Based mostly on its readthedoc, JAX is a Python library for accelerator-oriented array computation and program transformation, designed for high-performance numerical computing and large-scale machine studying. I want to introduce JAX with its identify. Whereas somebody calls it Simply One other XLA (Accelerated Linear Algibra), I favor to name it J(it) A(utograd) X(LA) to reveal its functionality of excessive effectivity.
J — Simply-in-time (JIT) Compilation. If you run your python operate, Jax converts it right into a primitive set of operation referred to as Jaxpr. Then the Jaxpr expression might be transformed into an enter for XLA, which compiles the lower-level scripts to supply an optimized exutable for goal system (CPU, GPU or TPU).
A — Autograd. Computing gradients is a vital a part of fashionable machine studying strategies, and you’ll simply name jax.grad() to get gradients which allows you to optimize the fashions.
X — XLA. This can be a open-source machine studying compiler for CPU, GPU and ML accelerators. Usually, XLA performs a number of built-in optimization and evaluation passes on the StableHLO graph, then sends the HLO computation to a backend for additional HLO-level optimizations. The backend then performs target-specific code technology.
These are just a few key options of JAX, nevertheless it additionally has many consumer pleasant numpy-like APIs in jax.numpy , and automated vectorization with jax.vmap , and parallize your codes into a number of gadgets through jax.pmap . We are going to cowl extra Jax ideas nd purposes within the futher blogs, however now let’s reproduct the NanoGPT with Jax!
From Consideration to Transformer
GPT is a decoder-only transformer mannequin, and the important thing constructing block is Consideration module. We are able to first outline a mannequin config dataclass to save lots of the mannequin hyperparameters of the mannequin, in order that the mannequin module can eat it effectively to initialize the mannequin structure. Much like the 124M GPT mannequin, right here we initialize a 12-layer transformer decoder with 12 heads and vocab dimension as 50257 tokens, every of which has 768 embedding dimension. The block dimension for the eye calculation is 1024.
from dataclasses import dataclass
@dataclassclass ModelConfig:vocab_size: int = 50257n_head: int = 12n_embd: int = 768block_size: int = 1024n_layer: int = 12dropout_rate: float = 0.1
Subsequent involves the important thing constructing block of the transformer mannequin — Consideration. The concept is to course of the inputs into three weight matrics: Key, Question, and Worth. Right here we depend on the flax , a the Jax Layer and coaching API library to initialize the three weight matrix, by simply name the flax.linen.Dense . As talked about, Jax has many numpy-like APIs, so we reshape the outputs after the burden matrix with jax.numpy.reshape from [batch_size, sequence_length, embedding_dim] to [batch_size, sequence_length, num_head, embedding_dim / num_head]. Since we have to do matrix multiplication on the important thing and worth matrics, jax additionally has jax.numpy.matmul API and jax.numpy.transpose (transpose the important thing matrix for multiplication).

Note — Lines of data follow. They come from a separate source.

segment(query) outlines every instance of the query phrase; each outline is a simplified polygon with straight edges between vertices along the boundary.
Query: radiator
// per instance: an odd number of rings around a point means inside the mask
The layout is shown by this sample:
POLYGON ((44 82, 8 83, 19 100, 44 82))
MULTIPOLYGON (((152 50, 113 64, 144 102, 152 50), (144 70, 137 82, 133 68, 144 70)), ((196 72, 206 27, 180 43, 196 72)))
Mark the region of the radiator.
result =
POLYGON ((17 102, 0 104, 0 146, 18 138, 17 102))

Be aware that we have to put a masks on the eye matrix to keep away from data leakage (forestall the earlier tokens to have entry to the later tokens), jax.numpy.tril helps construct a decrease triangle array, and jax.numpy.the place can fill the infinite quantity for us to get 0 after softmax jax.nn.softmax . The total codes of multihead consideration will be discovered under.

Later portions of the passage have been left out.